Subject: Re: devfs, was Re: ptyfs fully working now...
To: Bill Studenmund <firstname.lastname@example.org>
From: Eric Haszlakiewicz <email@example.com>
Date: 11/18/2004 20:26:27
On Thu, Nov 18, 2004 at 10:29:38AM -0800, Bill Studenmund wrote:
> On Sat, Nov 13, 2004 at 09:48:23PM -0600, Eric Haszlakiewicz wrote:
> > On Fri, Nov 12, 2004 at 10:42:25PM -0500, der Mouse wrote:
> > I was thinking that a better way to do this would be a devfs as a
> > slightly twisted unionfs style layer. The changes in permissions (if any)
> > would be stored in the filesystem as permissions on a symlink in the underlying
> > filestore. e.g.:
> > Filestore device Visible
> > ---------- ------ -------
> > foo -> .../dev/audio audio foo as an actual device node
> > (nothing) mixerctl mixerctl as dev node
> > fd0a -> .../deleted fd0a nothing visible
> > (or perhaps a whiteout)
> > bar -> blah (anything) normal symlink to blah
> > xxx -> .../dev/aaa (no aaa) normal symlink
> Why is that better? That would be a very messy to code, and we have some
> very messy naming issues. We seem to have two name spaces, that of nodes
> on the disk and that of devices. Sometimes the namespace for devices shows
> up, sometimes it doesn't.
I don't think it would be any messier than writing code to store
the information in a file instead of a filesystem. With the file
as the backing for persistent state you have two name spaces: that
described by the file and that described by the devices the kernel
has at a particular moment. Regardless of what the backing store is
those two need to be merged.
> Also, what happens when we rename a node? That name in the "node" space is
> now open, so we could more another device's node there. Now say there's a
> symlink to that name. Does it point to the original node, or the
> newly-named node (i.e. does it point to the name at the node or at the
> device level)?
> I uesd to think some idea using on-disk device nodes would work, but I
> don't anymore. Why shouldn't we just synthesize the whole thing from
I think you're missing my point. There _aren't_ any on-disk device
nodes. The only time a device node appears is when it is synthesized
by the devfs. devfs uses the on-disk state to modify how the in-kernel
devices appear to userland. Let's take the rename a device node example:
From the userland perspective:
devfs is mounted on /dev
backing store is the underlying /dev directory. (using ffs)

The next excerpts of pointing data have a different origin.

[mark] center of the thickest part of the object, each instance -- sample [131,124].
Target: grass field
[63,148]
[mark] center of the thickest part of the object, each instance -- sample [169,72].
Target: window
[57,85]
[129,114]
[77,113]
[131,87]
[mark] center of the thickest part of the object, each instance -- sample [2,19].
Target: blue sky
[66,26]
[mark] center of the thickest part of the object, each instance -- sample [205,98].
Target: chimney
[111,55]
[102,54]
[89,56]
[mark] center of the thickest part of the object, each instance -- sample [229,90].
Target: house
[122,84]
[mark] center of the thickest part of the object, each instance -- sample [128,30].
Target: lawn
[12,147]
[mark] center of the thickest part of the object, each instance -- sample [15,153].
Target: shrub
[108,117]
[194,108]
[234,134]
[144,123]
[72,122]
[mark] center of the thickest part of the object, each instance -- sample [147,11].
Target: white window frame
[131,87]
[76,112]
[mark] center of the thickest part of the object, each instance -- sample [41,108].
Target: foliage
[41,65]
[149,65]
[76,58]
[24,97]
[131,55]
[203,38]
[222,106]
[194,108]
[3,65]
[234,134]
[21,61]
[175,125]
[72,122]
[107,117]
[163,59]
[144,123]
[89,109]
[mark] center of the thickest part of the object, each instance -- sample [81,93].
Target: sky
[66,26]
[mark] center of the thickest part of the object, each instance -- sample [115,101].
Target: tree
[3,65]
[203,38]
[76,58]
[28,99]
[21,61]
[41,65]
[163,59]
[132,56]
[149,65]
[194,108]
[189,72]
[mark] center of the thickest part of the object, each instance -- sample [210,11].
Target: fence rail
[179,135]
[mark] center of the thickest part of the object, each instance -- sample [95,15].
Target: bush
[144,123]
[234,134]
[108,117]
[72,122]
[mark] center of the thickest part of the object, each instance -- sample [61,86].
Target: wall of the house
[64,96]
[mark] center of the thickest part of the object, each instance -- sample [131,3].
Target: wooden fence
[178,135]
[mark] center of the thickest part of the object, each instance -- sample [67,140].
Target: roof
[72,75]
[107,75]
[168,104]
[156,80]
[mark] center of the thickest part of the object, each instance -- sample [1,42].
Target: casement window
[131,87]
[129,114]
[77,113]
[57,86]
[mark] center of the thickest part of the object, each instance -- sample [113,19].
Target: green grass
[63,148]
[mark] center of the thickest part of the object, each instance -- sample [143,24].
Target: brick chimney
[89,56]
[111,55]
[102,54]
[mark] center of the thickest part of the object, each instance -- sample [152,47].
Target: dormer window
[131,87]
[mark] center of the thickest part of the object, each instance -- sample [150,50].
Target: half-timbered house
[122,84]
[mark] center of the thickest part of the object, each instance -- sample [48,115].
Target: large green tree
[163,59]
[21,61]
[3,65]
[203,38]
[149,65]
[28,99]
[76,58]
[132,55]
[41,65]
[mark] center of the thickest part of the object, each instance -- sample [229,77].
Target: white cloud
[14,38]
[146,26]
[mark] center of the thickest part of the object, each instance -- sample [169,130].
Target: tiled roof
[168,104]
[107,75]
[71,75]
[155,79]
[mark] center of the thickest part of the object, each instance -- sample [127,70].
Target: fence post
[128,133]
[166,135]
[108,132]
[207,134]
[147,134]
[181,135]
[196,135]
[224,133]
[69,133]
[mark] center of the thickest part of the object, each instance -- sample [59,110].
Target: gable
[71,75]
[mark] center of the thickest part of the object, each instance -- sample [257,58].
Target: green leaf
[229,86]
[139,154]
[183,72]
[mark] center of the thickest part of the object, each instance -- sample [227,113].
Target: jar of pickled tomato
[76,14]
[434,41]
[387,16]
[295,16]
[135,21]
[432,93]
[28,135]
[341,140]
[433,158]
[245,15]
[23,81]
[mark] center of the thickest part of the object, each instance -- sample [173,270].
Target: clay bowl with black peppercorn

(it could just as easily be some other directory)
There exists a /dev/foo corresponding to kernel device "foo"
There does not exist a /dev/bar
There exists a /somewhere/else symlink pointing to /dev/foo
I execute this command:
mv /dev/foo /dev/bar
The expected thing happens:
There exists a /dev/bar
There does not exist a /dev/foo
The /somewhere/else symlink point to a nonexistant target. (/dev/foo)
From the kernel point of view what happened was:
(/dev here is the plain ffs /dev directory)
a symlink /dev/bar was created pointing at .../foo
a whiteout /dev/foo was created.
(I decided a whiteout makes more sense than .../deleted)
"chown joe /dev/xyz"
create symlink /dev/xyz pointing at .../xyz
make the symlink owned by joe
When a userland process attempts to access something in /dev
the devfs lookup algorithm goes something like this:
if the pathname does not exist
interpret it as a reference to a kernel device
else if it is a symlink that starts with ".../"
interpret it as a reference to a kernel device with the name
being the portion of the symlink target after the ".../"
use the permissions of the symlink as the permissions of
the synthesized device node.
else if it's a whiteout
it doesn't exist
else if it's a file
pass through to underlying fs.
else if it's a on-disk device node
ignore it. (could have a compat mode here)
"..." is the string that distinguishes things that devfs should interpret
from normal symlinks. That implies that creating those types of symlinks
in a mounted devfs using symlink() should be prohibited.
However, if the devfs isn't mounted you can go and fiddle with
the underlying /dev directory to set things up once it is mounted, and
you can do so using chmod, ln, chown, etc.... Running ls in the
unmounted /dev, while you won't see device nodes, will provide a fairly
intuitive view of how the devfs will appear when mounted.